I had started seeing things on Instagram, snippets of information suggesting that mold, that water damage, that the building I was living in could be the reason my body was failing rapidly in ways conventional medicine could not explain. Detailed in How Intuition (and Instagram) Saved My Life. At the time I didn’t know the difference between mold and mycotoxins. I didn’t know that mold was one factor inside a larger constellation of biological hazards that water damaged buildings produce and house. I just knew that something resonated and landed in a way that the medical appointments, the “normal” lab results and the dismissive reassurances had not.
So I started researching. If I’m honest, it was mainly to silence self doubt. No doctor had raised this possibility of my environment being a factor in my rapidly devolving health. When I raised it myself, it was outright dismissed. Friends and family, operating from everything they had been taught about what makes a person sick, did not know what to do with what I was telling them. The dissonance between what I was experiencing and what the people around me were willing to believe was its own kind of suffering.
I needed to understand. I needed to understand what was happening inside my body and if my home could be causing it and I was surprised at what I found.
The research was there. It had been there for years. Decades, in some cases. Peer reviewed studies published in prestigious journals documenting neurological damage, immune dysregulation, iron deficiency, mitochondrial dysfunction, cardiac effects and more, all connected to mycotoxin exposure and water damaged building environments. The science wasn’t fringe and it was not just anecdotal.
It was on PubMed…
That discovery changed everything for me. Not just because it validated what I was experiencing, though it did that too. It changed everything because it made me realize that the gap was not necessarily in the research; the gap was in access.
I have a scientific mind. I know how to read a study. I understand methodology, I can parse statistical language, and review a meta-analysis. I genuinely enjoy this kind of reading. But I am also aware that most people do not have that background, and more importantly, I am aware that even people who do, people who are highly educated and intellectually capable, can lose that capacity when they are sick.

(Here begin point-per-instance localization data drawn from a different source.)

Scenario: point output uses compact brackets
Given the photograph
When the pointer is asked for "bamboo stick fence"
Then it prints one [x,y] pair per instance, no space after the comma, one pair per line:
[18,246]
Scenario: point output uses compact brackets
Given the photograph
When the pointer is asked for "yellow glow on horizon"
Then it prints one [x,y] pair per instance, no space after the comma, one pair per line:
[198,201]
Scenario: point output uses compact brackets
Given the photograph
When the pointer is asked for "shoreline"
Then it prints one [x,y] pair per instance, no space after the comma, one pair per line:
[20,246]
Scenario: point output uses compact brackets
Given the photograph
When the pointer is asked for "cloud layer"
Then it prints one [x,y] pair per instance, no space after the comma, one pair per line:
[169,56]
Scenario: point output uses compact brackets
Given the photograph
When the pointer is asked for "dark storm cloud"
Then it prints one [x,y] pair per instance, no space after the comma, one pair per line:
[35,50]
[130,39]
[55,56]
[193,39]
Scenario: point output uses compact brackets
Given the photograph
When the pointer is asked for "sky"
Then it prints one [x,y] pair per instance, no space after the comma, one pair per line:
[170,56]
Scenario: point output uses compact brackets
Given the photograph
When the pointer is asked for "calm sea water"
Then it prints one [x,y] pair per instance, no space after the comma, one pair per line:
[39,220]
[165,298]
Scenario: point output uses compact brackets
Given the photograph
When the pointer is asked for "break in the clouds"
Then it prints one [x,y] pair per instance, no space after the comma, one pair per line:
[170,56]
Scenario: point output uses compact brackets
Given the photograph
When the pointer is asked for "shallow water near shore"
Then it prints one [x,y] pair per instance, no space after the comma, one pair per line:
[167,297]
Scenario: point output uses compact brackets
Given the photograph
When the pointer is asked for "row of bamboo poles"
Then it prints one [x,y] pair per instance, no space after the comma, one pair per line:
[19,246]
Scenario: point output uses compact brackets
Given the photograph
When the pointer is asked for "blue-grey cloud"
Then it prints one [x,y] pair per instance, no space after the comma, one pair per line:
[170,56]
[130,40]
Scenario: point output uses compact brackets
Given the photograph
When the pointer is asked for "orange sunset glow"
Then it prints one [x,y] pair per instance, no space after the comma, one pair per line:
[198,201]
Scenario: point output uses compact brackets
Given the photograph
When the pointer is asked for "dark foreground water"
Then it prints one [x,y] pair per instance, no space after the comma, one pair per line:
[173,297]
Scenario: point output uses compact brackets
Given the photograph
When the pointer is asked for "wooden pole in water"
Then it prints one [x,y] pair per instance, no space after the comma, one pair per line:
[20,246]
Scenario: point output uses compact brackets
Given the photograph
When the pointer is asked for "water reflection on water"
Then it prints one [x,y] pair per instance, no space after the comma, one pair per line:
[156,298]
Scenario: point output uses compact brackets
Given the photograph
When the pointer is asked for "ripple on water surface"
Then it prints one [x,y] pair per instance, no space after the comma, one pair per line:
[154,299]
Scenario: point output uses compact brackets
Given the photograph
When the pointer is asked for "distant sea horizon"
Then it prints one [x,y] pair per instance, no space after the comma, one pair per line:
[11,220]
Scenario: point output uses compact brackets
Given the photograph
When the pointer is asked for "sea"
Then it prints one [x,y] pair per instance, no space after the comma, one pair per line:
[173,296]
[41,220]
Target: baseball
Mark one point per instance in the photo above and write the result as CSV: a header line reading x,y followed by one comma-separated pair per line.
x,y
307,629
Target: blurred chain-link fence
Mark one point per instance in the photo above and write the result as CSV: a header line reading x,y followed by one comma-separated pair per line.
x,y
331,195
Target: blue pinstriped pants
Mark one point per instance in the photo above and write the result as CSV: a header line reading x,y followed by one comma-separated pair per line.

Brain fog, cognitive processing deficits, vision disturbances, poor working memory - these are documented symptoms of building related illness and exposure. They are also the exact conditions that make reading a dense scientific paper nearly impossible even for people who otherwise would have been able to get through it. The people who most need to access this research are often the least equipped, in that moment, to do so. I personally had a very difficult time reading. I learned the majority of what I did in 2021 through podcasts, webinars and audio files. Many of the articles I saved initially I didn’t even read until a year or more later.
That is why I created the Research Library.
What I have built is a compilation of the papers I have found most valuable over the past several years, the ones I saved, returned to, shared with practitioners and sent to skeptical family members and used to advocate for myself in medical appointments.
It is organized by symptom category so you can search for what you are actually experiencing.
Every entry has a quick summary that tells you what the study found and why it matters, without requiring you to hold a graduate degree or a functioning prefrontal cortex to understand it.
This library houses the years of papers I have bookmarked, forgotten about then found again and have downloaded to my computer. It has taken time to organize it into something usable. And since I started this work, the body of literature has grown. More research has come out validating what many of us already knew in our bodies before we had the language to say it.
This is and remain a free resource.
You deserve to know what the research says.